Mycelium foam is biodegradable, easily shaped, lightweight, and strong. It does not have the same lifespan as polystyrene foam, which is good for the environment but not necessarily good if you’re looking for something to last decades.
For its most common use, biodegradability is a critical property. Lightweight and strength are also very desirable properties, whether it is for single-use purposes or longer-term usage.
Compared with polystyrene foam or polyurethane products, mycelium is actually stronger, even though it may be perceived otherwise, being a biological material. It is also hydrophobic and flame resistant, which are beneficial properties for applications such as packaging and clothing.
In more downstream production of mycelium products, such as jackets and bags, other properties of mycelium emerge as useful. Mycelium foam is resilient, insulating, and breathable. While these may not necessarily be important traits for single-use packaging, they are essential for clothing, footwear, and similar items.
Packaging is the main application, but, as mentioned above, there are many more uses for mycelium, from organ scaffolding to furniture. Standing in for polystyrene foam is arguably its best use, though, as disposable padding is better for the environment if it is biodegradable.
It is also the simplest form of production: mycelium foam is the base material used for all mycelium products, and it does not need to be altered at all to be used as packaging.
Organic plastics are another great use for similar reasons. It takes a bit more production to create plastic-type materials because this requires additional processing after the base foam has been created, similar to textiles or shoes.
Still, the benefits and practical applications make it worthwhile. It can be made just as convenient and useful as petroleum-based plastic, with similar pliability and short-term durability, except that it will break down naturally. A recent study published in Science Advances found that humans have produced 8,300 million metric tons of plastic to date, which is 25,000 times the weight of the Empire State Building - and all of it will not biodegrade into the global ecosystem.
There are also many applicable uses for mycelium-based products other than foams and plastics. Footwear, leather alternatives, and lampshades can all be made from the same base procedure that yields mycelium foam. The foam can be used like a leather substitute, moulded to create textiles, clothing, and shoes.
Furniture is yet another product of mycelium; however, it perhaps remains less practical than traditional furniture made out of wood and linen. Wood products can last for decades, and, if sourced well, can be sustainable. This is not the case with plastics.
Organic scaffolding is more niche and currently less useful than any of the applications mentioned above, though it may become of great importance in the near future. At present, it has nowhere near the practical application of packaging, plastic alternatives, or clothing.

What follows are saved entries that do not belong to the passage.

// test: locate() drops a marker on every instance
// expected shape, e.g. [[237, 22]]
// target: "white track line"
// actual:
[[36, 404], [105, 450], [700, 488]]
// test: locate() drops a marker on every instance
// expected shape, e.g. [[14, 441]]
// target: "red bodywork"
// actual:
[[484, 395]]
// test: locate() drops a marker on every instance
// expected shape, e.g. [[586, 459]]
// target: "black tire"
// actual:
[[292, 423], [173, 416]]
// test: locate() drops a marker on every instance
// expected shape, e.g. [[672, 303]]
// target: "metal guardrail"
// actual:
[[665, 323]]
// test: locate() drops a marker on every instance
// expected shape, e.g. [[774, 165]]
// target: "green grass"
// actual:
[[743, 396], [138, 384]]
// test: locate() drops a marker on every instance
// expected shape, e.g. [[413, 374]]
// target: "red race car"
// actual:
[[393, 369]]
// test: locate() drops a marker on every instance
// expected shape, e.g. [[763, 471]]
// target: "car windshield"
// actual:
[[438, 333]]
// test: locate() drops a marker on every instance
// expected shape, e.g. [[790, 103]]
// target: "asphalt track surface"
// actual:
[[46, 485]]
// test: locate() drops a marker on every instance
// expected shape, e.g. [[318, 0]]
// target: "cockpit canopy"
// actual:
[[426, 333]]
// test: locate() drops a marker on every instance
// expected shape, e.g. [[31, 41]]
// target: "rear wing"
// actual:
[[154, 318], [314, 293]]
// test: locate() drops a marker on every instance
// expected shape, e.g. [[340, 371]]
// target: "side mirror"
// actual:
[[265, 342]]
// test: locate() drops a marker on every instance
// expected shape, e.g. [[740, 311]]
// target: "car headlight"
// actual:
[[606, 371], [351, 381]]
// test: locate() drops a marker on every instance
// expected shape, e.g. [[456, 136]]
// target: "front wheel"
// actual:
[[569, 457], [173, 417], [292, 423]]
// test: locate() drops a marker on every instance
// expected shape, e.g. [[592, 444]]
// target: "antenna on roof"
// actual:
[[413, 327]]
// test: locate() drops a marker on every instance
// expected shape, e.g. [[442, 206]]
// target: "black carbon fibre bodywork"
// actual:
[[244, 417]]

We will almost certainly see more mycelium products in the near future, as it will become more commonplace at least as a material used in packaging. Styrofoam will likely constitute a smaller portion of our global materials budget, but it probably will not go away completely, at least not anytime soon.
As for the other uses of mycelium, from clothing to lampshades, only time will tell if they will make it to the mainstream. The primary purpose of mycelium, this incredibly innovative material, is to provide a sustainable alternative to nonbiodegradable single-use packaging. And in that regard, it is performing admirably.